FIAU must be supported by lawmakers
The backlash against the FIAU by ‘critics’ who should know better – but whose friends in the financial services industry are too hard to shirk off – is simply symptomatic of the national hypocrisy that dominates such a debate
It was with some surprise to see finance minister Clyde Caruana and shadow finance minister Mario De Marco in apparent agreement over the scale of fines from the Financial Intelligence Analysis Unit (FIAU) that are ‘worrying’ the financial services industry. Rather than valuing an FIAU that carries out its work without fear or favour, both parties are now echoing the concerns of financial services practitioners who have been left smarting over the aggressive nature of the fines contemplated by Maltese law. Indeed, Caruana has confirmed that he will carry out a review of the policy by which fines are imposed by regulatory authorities.
The backlash against the FIAU by some other ‘critics’ who should know better – but whose friends in the financial services industry are too hard to shirk off – is simply symptomatic of the national hypocrisy that dominates such a debate. The complaint by the industry is that now with increased manpower at the FIAU, the agency is attempting to impress decision-makers at Moneyval of its zealous fight against money laundering.
To prop up certain opportunist criticism of the FIAU is simply giving support to the companies against which suspicious transaction reports are filed against and which are inspected by the FIAU. These companies have a right to appeal these fines, but to claim the FIAU is carrying out a witch-hunt over the impending Moneyval assessment, is simply a smokescreen intended to alienate the public from their own activities: a case in point was one luxury credit card provider, which recently recruited former Labour minister Chris Cardona, whose €373,000 FIAU fine was in part based on one client being a high-risk PEP due to adverse media links over ties to the Russian mafia. Understandably, the onboarding of new clients is a process fraught with risk; one never knows what a client might eventually do in actions that eventually will reflect on their financial services providers. But to criticise the FIAU for carrying out its job is throwing the baby out with the bath-water, a non-starter.

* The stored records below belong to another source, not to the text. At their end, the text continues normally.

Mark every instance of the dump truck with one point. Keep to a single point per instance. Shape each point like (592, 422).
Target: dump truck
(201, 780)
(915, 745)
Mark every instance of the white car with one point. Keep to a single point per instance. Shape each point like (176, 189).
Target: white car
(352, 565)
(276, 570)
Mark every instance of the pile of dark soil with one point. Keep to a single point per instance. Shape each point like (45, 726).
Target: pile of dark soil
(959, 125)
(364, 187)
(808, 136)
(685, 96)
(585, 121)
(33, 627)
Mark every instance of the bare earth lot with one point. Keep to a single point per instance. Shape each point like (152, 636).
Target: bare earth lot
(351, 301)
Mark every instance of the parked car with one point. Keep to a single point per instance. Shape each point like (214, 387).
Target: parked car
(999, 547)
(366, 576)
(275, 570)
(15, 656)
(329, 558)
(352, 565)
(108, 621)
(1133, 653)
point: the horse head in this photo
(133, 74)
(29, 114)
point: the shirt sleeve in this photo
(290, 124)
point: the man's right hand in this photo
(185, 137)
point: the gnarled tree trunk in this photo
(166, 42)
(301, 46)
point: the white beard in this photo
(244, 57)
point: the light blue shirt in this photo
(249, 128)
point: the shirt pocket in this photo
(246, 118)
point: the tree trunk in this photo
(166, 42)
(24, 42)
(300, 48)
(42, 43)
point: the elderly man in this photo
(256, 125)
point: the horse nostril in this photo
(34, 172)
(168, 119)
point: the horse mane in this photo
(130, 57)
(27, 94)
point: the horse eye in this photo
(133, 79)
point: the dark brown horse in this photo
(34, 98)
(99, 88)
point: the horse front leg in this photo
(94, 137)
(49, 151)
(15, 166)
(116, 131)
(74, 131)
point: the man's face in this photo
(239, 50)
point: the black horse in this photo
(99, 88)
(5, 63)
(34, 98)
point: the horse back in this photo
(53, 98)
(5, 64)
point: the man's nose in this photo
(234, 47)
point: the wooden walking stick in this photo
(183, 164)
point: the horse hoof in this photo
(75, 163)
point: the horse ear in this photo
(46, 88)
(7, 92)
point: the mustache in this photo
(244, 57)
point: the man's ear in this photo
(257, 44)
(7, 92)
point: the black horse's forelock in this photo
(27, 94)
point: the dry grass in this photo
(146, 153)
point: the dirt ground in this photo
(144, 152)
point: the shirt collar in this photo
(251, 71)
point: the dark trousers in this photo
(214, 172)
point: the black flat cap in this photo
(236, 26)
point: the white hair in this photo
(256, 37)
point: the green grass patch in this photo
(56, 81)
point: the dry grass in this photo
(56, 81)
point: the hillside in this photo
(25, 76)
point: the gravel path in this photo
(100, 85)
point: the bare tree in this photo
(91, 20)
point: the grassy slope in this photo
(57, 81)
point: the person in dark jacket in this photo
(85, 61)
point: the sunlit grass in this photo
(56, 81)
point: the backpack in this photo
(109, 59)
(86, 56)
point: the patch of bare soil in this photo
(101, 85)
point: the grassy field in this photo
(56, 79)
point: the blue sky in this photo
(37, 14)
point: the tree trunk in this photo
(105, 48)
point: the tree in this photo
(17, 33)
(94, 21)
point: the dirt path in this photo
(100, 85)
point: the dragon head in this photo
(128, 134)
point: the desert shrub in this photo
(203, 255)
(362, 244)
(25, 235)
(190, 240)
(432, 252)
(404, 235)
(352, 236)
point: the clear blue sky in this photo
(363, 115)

The effective deterrent of the fines, so essential in any regime that must enforce the respect of anti-money laundering rules, is not only being challenged in the tribunals and courts by the industry, but is now being criticised by politicians, with these complaints filtering down to the press. The accusation is that the FIAU’s inaction for years (a situation predating Labour’s election but which intensified in the Panama Papers scandal and the subsequent revelations concerning Yorgen Fenech, Electrogas, and Keith Schembri) is now being reversed with such determination. And despite the necessity of this exercise, it has left financial services practitioners concerned at the new reality.
The FIAU has already dismissed this view as being entirely unfounded – indeed, it is unfathomable that the media kowtows to such an opinion which does a disservice to civil service workers and investigators are tasked with such an important job. The pressure from the European Commission and the Council of Europe in the last years, effectively contributed to the allocation of increased budgets over recent years, which allowed for increased recruitment, investment in technology and training to enable the FIAU to perform its role as it is expected to.
Additionally, the latest round of the CoE’s Moneyval’s mutual evaluation report recommended that the FIAU undertake a series of reforms that are now necessary for Malta to avoid its possible greylisting in the FATF, the Financial Action Task Force, towards mid-2021. This listing would mean that Malta is placed on a list of “Jurisdictions under Increased Monitoring” due to deficiencies in their Anti-Money Laundering and Counter-Funding of Terrorism (AML/CFT) regimes. A greylisting will make financial business in Malta more challenging and a costly affair, and in the run-up to this appointment with destiny, the FIAU has invested in the process that is necessary to bring Malta in line with Moneyval recommendations.
Even simply dismissing recent actions by the FIAU as being a ‘PR exercise’ after years of inaction, betrays a long, and mistaken, tradition of extreme confidentiality inside the agency (the power to publish administrative sanctions was actually introduced in February 2015, and then only those which were not under appeal).
The heavier fines are also the result of legal changes in 2018 that allowed for heavier penalties to be imposed, increasing more a maximum €12,500 in 2008 to €46,500 in 2014, and now €1 million for non-financial business and professions and even €5,000,000 for financial services operators.
Some suggestions for reform appear to be pointing the two parties to agree that offending practitioners and institutions should only be fined according to benchmarks of turnover or revenues; although it has to be said that, firms that appear innocuous in size can be processing millions in transactions only to be left with a small portion of income from their services, an ideal setting for those who seek the covert compliance of errant practitioners.
But lawmakers should not lose focus of the fight against money laundering and its role in aiding organised criminality in Malta and abroad. The government has already missed the chance to hit hard at organised crime with an unexplained wealth order. Now is the time to support the FIAU in its onerous mission to supervise and investigate suspicious transactions and AML shortcomings in Malta.